AMPK is a serine/threonine protein kinase. AMPK signaling is a cellular energy and nutrient sensor, and plays an essential role in metabolic pathways. Metformin activates the AMPK pathway and inhibits phosphorylation of mechanistic target of rapamycin18,19,20,21. We considered that the metformin-induced anti-inflammatory effect was partly accompanied by upregulation of AMPKα phosphorylation (Thr172), downregulation of Erk1/2 (Thr202/Tyr204), and JNK (Thr183/Tyr185) and IRS-1 (Ser636) phosphorylation in the co-treatment group. Consistent with these results, it is known that the inhibitory effect of metformin on mitogen-activated protein kinase activity is involved in protection against cardiovascular diseases, atherosclerosis, and chronic kidney disease. Recently, imeglimin, is a new anti-diabetes drug, inhibits complex I, and restores complex III activities, which leads to an increase in fatty acid oxidation and a reduction in liver steatosis. This dual effect of imeglimin (complex I inhibition and complex III restoration) allows mitochondria to oxidize more complex II substrates, and thus, potentially more lipids45. We observed that co-treatment, but not metformin monotherapy, elevated the production of NAD and the NAD/NADH ratio in the liver, which indicates benefits of co-treatment on impaired mitochondrial function. In summary, in this study, metformin could restore mitochondrial function and inhibit liver inflammation by the addition of a PPARα agonist. Metformin was also reported to inhibit the invasiveness of human hepatocellular carcinoma cells via downregulation of Erk/JNK-mediated NF-κB-dependent signaling18,22,23. Therefore, hepatocellular carcinoma induced by long-term of HF-CDAA feeding might be suppressed by this co-treatment.

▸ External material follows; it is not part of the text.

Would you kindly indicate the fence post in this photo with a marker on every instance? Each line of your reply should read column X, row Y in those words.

PPARα activation also inhibits inflammatory genes induced by NF-κB and decreases the expression of acute-phase response genes in a PPRE-dependent or PPRE-independent manner12. Fibrates, which are commonly used as PPAR agonists, maintained the elevated de novo lipogenesis (indicated by the upregulation of sterol regulatory element-binding protein 1c, acetyl-CoA carboxylase, fatty acid synthase, and stearoyl-CoA desaturase 1), markedly increased fatty acid oxidation (indicated by induction of ACOX1, phospho-acetyl-CoA carboxylase) activity, and eliminated intrahepatic lipid accumulation12,46. Consistently, GW7647 increased de novo lipogenesis-associated genes and serum total cholesterol levels (Fig. 2C, Supplementary Fig. S3c), and enhanced the expression of fatty acid oxidation-related genes (Fig. 2G) and cyp7a1 (Supplementary Fig. S3c). Finally, activation of PPARα can reduce the accumulation of deleterious lipids and lead to amelioration of hepatic insulin resistance and oxidant/ER stress13,47. Therefore, due to the pathophysiological role of PPARs in NAFLD, these data suggest that PPARα is a potential therapeutic target in NASH. In clinical studies, the use of PPARγ agonists is associated with histological improvement in NAFLD but is harmful for obesity48. In other studies, human liver PPARα gene expression was negatively correlated with NASH severity, visceral adiposity, and insulin resistance and was positively correlated with adiponectin49. Histological improvement is associated with an increase in the expression of PPARα and its target genes. Upregulation of PPARα and its target genes in patients with NASH at baseline was correlated with a significant downregulation of inflammatory response genes, as well as that of lipogenesis genes in responders to fibrate treatment49. Moreover, FGF21 is strongly induced in animal and human subjects with metabolic diseases, is expressed predominantly in the liver, and has recently emerged as a promising drug candidate for NASH50,51. In our study, hepatic FGF21 expression and serum FGF21 levels were lowest in the co-treatment group (Fig. 4D). At a glance, our results differ from those of some reports that have stated that FGF21 is a key downstream mediator of PPARα-induced effects40. However, FGF21 is also known to be regulated by ER-stress-related genes51, such are activating transcription factor 4 and CHOP, which suggests that the amelioration of ER stress by co-treatment reduced FGF21 expression in the liver.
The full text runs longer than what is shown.